Yes the mix of "information" on call type and species are in the same 
field.? It will be a single mouse click to export only the "buzz" data 
from the master DB as a separate CSV file from the species data. So this 
could be a new DF/data set for R.
This is due to the legacy issues of how the acoustic data are added to 
the metadata of the bat call recordings.
Combining date and times does not provide for sampling nights that roll 
over after midnight.

I may need to reread Hadley's Tidy Data manifesto re: data handling ;-).

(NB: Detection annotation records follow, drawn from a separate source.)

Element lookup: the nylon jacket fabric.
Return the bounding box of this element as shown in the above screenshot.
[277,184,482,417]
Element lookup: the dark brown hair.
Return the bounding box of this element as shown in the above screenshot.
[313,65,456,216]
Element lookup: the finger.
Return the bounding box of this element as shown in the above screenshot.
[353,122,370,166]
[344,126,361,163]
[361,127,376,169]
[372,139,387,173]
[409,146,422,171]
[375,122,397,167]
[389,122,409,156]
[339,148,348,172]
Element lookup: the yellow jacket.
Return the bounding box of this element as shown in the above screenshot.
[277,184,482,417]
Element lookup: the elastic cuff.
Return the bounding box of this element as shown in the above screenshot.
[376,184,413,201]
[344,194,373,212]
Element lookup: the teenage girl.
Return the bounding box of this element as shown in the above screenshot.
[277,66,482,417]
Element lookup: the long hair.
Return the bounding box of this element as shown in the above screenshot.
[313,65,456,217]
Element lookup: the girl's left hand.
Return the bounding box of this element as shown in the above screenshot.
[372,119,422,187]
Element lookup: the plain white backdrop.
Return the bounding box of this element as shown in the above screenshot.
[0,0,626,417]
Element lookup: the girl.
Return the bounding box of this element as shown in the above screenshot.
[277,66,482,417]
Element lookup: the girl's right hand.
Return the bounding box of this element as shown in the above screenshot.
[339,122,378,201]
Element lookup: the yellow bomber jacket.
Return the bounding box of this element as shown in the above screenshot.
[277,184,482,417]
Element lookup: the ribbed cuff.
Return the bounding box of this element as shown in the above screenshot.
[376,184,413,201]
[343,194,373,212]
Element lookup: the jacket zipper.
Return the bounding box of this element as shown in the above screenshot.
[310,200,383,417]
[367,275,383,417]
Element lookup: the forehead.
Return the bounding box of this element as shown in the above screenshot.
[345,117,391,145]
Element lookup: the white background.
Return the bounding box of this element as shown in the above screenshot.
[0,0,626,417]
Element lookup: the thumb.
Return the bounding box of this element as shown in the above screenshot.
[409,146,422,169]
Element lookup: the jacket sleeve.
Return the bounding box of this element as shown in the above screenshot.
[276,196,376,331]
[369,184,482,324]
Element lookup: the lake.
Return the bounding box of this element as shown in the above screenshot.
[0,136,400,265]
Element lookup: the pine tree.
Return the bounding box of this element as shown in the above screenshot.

The location, date and time does provide unique variables.
Duplicate times mentioned are the "duplicated" values you noted. This 
happens as the actual call files include seconds for a more precise time 
when the recordings were made.? Rounding to nearest minute suffices for 
a summary of total minutes spent? with "feeding attempts" vs total 
active time.

The data being gathered is reviewed in a purpose build bat acoustic 
software program when reviewing bat call files.? The metadata include 
the "Who", "Where" & "When" recorded. What is added to this as the 
acoustic files are reviewed are information on call types and species IDs.

This metadata is exported as a TXT file and imported into a master 
Access DB I developed over the past 15 years to manage "BIG DATA" as 
they say.? As a note I currently it have >1.9 million acoustic call 
records store in the relational DB.

The data output/exported from the DB is sufficient to provide wonderful 
temporal activity plots using GGplot2.? Original code for this was 
developed with huge assistance from Hadley eons ago and updated to more 
recent R releases and packages by a few others.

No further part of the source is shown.